Researchers Explain Why Breakfast Is Important For Our Health

Adolescents who don't eat breakfast properly are more likely to display metabolic syndrome as adults compared to those who eat a healthy breakfast daily, a new study finds.

Time and again, health experts emphasize on the importance of breakfast. In fact, some also call it the most important meal of the day. While this remains a debatable topic, Umeå University researchers support claims that breakfast indeed is very important.
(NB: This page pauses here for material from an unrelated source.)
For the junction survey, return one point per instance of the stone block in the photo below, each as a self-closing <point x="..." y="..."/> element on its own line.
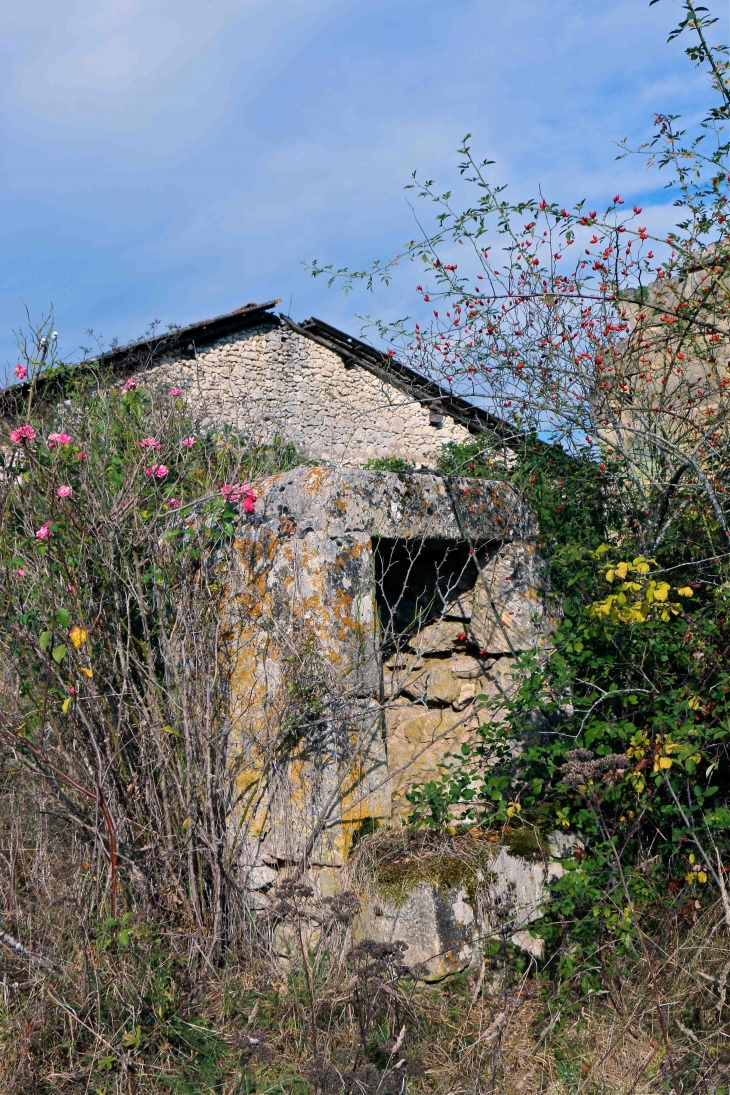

Researchers conducted a study wherein they asked a group of students (number not specified) who completed year 9 of their schooling in Luleå in 1981 about their breakfast habits. Twenty seven years later, the respondents underwent a health check where the presence of metabolic syndrome and its various subcomponents was investigated. Researchers noted that adolescents who ate poor breakfasts displayed a higher incidence of metabolic syndrome compared to those who ate healthy breakfasts.

Metabolic syndrome is a collective term used to describe increased risk of suffering from cardiovascular disorders. It included abdominal obesity, high levels of harmful triglycerides, low levels of protective HDL (High Density Lipoprotein), high blood pressure and high fasting blood glucose levels.

Researchers of the study noted that adolescents who ate poor breakfasts were at a 68 percent higher risk of displaying metabolic syndrome as adults.

Researchers of the current study too aren't sure about the mechanism that connects a poor breakfast to increased risk of metabolic syndrome.

"Further studies are required for us to be able to understand the mechanisms involved in the connection between poor breakfast and metabolic syndrome, but our results and those of several previous studies suggest that a poor breakfast can have a negative effect on blood sugar regulation," said Maria Wennberg, the study's main author.

The study was supported by Family Medicine Unit and published in the journal Public Health Nutrition.